Analysts: Cal-Maine Foods may not be a good investment now
Cal-Maine Foods saw its net income increase more than threefold and its sales increase 12 percent during the first quarter of fiscal year 2015, but some analysts are skeptical that the largest egg producer in the United States can retain that kind of financial strength.
“While the valuation looks appealing based on the current metrics and long-term reported growth, the current operating conditions appear not sustainable as high egg prices and lower feed costs will undoubtedly result in a built-up capacity, thereby hurting future prices,” a Seeking Alpha analyst wrote.
Cal-Maine Foods on September 29 released the financial results of its first quarter ending August 30, citing its net income jumped from $8.8 million for the first quarter of 2014 to $27.7 million. The net income per share was $1.14 per diluted share, three cents below analysts’ expectations.

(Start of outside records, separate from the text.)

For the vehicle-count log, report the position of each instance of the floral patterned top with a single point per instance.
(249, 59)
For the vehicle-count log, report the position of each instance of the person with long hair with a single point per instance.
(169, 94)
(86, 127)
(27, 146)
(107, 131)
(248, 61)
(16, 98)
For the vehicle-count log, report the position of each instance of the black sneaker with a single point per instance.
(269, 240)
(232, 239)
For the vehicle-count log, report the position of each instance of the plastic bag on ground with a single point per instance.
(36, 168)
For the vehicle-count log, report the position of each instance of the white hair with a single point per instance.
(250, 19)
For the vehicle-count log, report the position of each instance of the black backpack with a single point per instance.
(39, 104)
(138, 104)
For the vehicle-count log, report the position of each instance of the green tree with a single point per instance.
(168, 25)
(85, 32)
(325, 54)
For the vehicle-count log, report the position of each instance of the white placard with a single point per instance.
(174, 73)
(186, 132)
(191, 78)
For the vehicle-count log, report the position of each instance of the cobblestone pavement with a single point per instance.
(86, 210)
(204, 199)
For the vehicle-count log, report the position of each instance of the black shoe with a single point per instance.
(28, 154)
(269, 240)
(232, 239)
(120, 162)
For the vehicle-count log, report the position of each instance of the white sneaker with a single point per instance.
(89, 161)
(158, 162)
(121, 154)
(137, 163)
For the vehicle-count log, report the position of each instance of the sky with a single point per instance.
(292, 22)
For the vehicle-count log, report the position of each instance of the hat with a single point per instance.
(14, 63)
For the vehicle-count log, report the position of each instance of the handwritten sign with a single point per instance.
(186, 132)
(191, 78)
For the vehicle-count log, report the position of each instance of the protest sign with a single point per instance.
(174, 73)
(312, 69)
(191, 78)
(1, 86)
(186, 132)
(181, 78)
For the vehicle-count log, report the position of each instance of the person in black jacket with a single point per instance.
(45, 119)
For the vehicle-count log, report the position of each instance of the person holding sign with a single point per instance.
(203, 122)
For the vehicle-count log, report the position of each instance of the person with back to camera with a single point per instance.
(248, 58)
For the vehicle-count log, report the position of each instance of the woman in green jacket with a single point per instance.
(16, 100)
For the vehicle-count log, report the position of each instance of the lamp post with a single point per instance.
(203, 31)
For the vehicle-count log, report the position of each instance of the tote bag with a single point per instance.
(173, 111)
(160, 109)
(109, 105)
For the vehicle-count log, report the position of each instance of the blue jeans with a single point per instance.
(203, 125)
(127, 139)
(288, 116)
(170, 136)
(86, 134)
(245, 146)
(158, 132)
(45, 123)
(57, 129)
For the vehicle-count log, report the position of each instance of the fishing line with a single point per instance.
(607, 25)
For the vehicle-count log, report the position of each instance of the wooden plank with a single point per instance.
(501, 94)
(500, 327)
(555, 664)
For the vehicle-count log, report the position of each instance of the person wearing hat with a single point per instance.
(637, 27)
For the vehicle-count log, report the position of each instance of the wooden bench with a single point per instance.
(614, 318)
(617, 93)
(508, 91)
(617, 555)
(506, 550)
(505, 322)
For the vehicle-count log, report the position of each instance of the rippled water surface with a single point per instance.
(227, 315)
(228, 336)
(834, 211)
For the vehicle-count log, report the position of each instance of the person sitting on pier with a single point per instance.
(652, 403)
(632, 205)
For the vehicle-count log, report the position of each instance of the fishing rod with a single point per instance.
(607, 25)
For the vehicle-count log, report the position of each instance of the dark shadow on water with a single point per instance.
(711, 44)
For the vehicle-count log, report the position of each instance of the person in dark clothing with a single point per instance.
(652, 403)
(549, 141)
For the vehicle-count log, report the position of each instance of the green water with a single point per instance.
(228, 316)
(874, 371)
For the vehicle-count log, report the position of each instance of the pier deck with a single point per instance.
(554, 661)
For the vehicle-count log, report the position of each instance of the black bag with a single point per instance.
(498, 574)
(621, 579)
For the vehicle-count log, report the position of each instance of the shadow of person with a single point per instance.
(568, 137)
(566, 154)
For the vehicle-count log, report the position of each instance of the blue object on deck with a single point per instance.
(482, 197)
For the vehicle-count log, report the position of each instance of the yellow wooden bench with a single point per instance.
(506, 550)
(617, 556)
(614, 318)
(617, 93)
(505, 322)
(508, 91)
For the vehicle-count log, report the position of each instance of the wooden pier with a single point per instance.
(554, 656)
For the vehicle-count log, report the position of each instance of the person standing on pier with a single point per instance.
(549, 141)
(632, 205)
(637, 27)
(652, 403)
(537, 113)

Dolph Baker, the company’s president and CEO, noted that Cal-Maine Foods is optimistic about its outlook for the remainder of the fiscal year, but also provided words of caution, citing that USDA reports indicate the national layer flock is at a record high level, possibly increasing the future egg supply and putting downward pressure on egg prices.
California’s Proposition 2, which will take effect January 1, 2015, makes it unlawful to house layer hens in battery cages, potentially impacting the U.S. egg industry as a whole.